Ospina S. y E. De Luna. 2017

Phylogenetic analysis of landmark data and the evolution of cranial shape and diets in species of Myotis (Chiroptera: Vespertilionidae). ZOOMORPHOLOGY 136(2): 251-265.
http://link.springer.com/article/10.1007/s00435-017-0345-z 

LMstats.run >This script calculates s, m, and g for CI and RI for only one configuration.

Abstract

Species in genus Myotis exhibit a pattern of cranial variation associated with insectivorous, facultative piscivorous, and truly piscivorous diets, which has not been studied in a phylogenetic context. Variation in landmark configurations of five cranial structures in 22 Myotis species was analyzed with phylogenetic methods to infer evolution of shape. Our goals were to detect changes in cranial morphology and to correlate these with concerted changes among diets. A reference phylogeny was estimated using a combined data matrix with previously available Cyt-b and RAG2 sequences and our five configurations of landmarks. We included the insectivorous Kerivoula papillosa Temminck, 1840, Noctilio leporinus Linnaeus, 1758 (piscivorous), and N. albiventris Desmarest, 1818 (insectivorous) as out-groups. The optimization of five landmark configurations on the combined phylogeny shows no evidence of convergent shape changes among species with similar piscivorous diets. Our findings document that facultative piscivory does not imply the same particular morphotype. In four cranial features, there is small shape change between estimated ancestral shapes and seven observed descendant shapes for the piscivorous species. Only the mandible shows major changes from insectivorous ancestors to facultative piscivorous or piscivorous Myotis.

Keywords

Piscivory Geometric morphometrics Myotis Phylogenetic morphometrics 

Fig. 3 Concerted change in shape, diet, and trawling in the combined phylogeny of Myotis (as in Fig. 2). Colors of branches and taxon names indicate similar diets; facultatively, piscivorous bats are marked in grey, piscivorous species in black dotted line and bold, insectivorous species in black.
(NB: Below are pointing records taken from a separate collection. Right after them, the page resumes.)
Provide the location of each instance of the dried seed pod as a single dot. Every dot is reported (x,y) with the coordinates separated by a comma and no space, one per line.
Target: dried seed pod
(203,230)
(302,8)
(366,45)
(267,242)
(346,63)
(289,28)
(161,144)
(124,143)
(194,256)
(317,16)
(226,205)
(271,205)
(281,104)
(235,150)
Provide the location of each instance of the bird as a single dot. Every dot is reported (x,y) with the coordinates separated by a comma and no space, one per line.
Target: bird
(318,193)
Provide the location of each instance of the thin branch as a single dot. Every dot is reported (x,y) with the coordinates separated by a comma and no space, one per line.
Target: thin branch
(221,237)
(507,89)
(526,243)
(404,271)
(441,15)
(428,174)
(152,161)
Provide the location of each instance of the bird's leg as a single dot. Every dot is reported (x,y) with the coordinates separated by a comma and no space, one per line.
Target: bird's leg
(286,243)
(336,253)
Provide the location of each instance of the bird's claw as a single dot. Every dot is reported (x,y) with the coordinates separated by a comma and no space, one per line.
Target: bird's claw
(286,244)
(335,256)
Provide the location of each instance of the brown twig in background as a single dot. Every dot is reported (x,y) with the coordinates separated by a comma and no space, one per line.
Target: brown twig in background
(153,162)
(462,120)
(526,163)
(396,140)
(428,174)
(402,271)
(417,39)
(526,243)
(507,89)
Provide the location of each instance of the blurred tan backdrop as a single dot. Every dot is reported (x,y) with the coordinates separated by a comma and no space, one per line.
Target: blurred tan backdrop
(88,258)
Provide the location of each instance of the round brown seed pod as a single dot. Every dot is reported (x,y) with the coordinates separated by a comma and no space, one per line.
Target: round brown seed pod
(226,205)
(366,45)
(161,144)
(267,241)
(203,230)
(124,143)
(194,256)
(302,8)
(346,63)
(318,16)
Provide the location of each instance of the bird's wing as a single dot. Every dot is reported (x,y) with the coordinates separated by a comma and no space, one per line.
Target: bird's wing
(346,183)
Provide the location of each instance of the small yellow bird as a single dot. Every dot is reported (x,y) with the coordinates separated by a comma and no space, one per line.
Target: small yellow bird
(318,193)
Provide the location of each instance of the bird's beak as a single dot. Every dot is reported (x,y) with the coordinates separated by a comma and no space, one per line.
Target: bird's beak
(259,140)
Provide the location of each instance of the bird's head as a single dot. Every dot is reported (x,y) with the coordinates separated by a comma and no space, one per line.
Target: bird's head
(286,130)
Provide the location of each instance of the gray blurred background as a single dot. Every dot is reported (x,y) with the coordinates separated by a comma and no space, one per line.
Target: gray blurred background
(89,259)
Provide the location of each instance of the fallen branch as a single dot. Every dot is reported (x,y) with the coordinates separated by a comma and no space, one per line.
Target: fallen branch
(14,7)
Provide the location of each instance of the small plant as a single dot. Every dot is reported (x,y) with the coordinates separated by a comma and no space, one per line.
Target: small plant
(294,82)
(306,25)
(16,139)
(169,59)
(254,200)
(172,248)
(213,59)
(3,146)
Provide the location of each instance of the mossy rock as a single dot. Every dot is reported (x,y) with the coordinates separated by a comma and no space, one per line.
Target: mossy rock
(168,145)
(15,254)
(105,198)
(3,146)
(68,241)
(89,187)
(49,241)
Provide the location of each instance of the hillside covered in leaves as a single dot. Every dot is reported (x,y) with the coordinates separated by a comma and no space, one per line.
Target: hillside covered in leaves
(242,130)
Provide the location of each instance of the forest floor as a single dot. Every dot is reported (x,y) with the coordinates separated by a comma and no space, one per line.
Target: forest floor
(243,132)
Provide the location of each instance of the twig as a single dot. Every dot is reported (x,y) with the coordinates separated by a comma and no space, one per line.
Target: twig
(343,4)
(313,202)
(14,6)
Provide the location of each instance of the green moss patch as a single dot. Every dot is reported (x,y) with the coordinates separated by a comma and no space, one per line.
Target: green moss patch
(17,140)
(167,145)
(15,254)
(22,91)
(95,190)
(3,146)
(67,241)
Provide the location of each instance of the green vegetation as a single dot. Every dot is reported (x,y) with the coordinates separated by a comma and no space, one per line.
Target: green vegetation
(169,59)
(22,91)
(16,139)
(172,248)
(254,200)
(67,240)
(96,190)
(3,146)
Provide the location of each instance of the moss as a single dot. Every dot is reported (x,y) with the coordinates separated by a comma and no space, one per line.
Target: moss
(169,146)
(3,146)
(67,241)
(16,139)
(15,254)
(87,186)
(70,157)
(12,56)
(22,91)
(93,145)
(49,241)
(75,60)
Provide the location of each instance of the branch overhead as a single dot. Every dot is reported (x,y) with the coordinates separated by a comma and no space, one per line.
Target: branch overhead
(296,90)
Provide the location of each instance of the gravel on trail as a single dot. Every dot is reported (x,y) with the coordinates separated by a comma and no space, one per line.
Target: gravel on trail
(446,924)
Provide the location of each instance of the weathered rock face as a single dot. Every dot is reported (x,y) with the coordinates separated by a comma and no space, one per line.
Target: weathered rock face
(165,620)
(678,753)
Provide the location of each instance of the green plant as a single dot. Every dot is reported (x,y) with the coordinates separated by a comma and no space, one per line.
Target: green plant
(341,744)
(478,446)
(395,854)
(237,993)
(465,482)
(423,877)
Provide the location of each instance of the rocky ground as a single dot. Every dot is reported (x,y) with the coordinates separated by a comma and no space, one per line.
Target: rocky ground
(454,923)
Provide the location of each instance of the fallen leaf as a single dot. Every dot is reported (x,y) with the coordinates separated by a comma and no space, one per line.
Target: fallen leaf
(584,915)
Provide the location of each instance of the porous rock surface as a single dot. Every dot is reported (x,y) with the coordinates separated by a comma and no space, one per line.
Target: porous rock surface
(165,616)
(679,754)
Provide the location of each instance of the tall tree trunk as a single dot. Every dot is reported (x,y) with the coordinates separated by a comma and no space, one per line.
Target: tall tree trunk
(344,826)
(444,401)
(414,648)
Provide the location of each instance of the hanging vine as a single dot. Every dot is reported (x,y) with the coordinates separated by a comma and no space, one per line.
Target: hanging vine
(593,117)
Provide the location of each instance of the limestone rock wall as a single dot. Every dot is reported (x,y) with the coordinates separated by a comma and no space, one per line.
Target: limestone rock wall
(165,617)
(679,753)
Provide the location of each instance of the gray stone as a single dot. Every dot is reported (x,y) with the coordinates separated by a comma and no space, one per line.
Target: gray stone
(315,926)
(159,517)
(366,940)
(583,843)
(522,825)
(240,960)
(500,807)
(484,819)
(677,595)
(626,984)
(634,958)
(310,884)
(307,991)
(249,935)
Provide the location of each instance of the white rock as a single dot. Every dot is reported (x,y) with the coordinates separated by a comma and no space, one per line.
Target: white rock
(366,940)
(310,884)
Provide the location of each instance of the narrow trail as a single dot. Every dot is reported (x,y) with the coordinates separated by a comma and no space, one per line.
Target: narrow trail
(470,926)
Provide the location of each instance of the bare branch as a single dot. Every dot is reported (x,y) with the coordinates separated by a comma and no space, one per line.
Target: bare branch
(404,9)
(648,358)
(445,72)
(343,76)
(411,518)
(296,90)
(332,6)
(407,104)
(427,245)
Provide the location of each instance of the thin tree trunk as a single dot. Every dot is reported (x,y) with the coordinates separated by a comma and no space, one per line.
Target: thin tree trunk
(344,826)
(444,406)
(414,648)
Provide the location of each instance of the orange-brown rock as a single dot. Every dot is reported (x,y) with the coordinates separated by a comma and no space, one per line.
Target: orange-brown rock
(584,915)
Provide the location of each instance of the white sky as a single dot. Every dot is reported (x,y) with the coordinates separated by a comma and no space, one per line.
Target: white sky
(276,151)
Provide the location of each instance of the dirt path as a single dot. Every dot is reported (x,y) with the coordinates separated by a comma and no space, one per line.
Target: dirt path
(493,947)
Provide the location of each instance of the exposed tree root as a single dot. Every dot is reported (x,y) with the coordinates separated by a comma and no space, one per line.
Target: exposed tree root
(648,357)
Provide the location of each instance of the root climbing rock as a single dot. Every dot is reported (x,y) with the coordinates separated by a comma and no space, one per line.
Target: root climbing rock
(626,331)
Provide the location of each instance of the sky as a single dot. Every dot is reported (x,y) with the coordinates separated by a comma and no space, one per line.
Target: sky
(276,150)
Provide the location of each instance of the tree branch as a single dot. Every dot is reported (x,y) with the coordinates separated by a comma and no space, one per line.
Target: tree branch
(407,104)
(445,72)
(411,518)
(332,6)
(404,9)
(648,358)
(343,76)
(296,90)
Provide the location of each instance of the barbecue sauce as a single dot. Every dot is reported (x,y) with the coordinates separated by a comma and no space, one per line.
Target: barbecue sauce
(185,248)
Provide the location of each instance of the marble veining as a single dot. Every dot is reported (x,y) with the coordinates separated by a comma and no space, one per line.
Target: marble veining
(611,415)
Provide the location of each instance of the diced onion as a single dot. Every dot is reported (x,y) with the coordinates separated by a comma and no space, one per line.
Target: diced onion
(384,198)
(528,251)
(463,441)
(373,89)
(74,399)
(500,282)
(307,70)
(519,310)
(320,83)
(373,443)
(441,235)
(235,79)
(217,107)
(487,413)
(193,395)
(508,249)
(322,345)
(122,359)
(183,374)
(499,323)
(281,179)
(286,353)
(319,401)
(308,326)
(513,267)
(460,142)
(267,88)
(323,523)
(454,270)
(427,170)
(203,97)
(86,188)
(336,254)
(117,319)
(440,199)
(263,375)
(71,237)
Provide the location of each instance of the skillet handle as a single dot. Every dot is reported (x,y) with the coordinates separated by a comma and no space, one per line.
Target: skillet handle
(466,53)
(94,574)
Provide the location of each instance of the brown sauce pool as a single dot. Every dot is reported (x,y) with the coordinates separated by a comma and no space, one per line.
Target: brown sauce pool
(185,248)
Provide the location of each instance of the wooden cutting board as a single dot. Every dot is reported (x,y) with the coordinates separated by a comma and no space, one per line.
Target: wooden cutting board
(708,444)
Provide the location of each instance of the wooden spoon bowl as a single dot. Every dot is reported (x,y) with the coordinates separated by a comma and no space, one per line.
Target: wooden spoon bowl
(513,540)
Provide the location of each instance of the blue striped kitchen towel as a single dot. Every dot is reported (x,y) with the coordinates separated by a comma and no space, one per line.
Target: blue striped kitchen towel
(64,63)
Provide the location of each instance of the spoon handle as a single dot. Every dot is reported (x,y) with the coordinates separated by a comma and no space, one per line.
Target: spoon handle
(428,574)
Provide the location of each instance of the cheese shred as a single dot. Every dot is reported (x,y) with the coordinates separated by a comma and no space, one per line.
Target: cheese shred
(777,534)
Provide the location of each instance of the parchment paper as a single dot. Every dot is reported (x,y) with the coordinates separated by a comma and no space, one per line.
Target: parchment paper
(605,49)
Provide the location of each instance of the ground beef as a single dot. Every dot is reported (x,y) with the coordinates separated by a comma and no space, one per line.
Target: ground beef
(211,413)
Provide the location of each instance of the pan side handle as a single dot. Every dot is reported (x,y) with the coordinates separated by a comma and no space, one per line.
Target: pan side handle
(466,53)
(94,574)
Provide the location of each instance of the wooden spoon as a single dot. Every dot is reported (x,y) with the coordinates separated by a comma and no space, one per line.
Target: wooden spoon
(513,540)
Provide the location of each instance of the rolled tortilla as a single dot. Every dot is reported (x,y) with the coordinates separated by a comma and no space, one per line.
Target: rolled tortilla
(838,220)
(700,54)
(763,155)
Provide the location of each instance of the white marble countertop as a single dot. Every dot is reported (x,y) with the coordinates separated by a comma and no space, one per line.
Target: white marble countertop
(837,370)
The foraging strategy is indicated with a label after taxon name, A aerial-hawking, T trawling, and OG overgleaning. At nodes 47, 40, 28, 48, and 35, the landmark configuration is the estimated ancestral shape of the process area (character 3). Double headed arrows show tendency of change. Arrows point to landmark displacements in character 3 interpreted as homoplasy in facultatively piscivorous species. Concerted changes between shape and diet are marked with five half filled circles on branches. In all landmark configurations, deformation vectors at each point indicate displacements from the ancestral configurations to each of the descendant configurations, as optimized with spatial parsimony with TNT.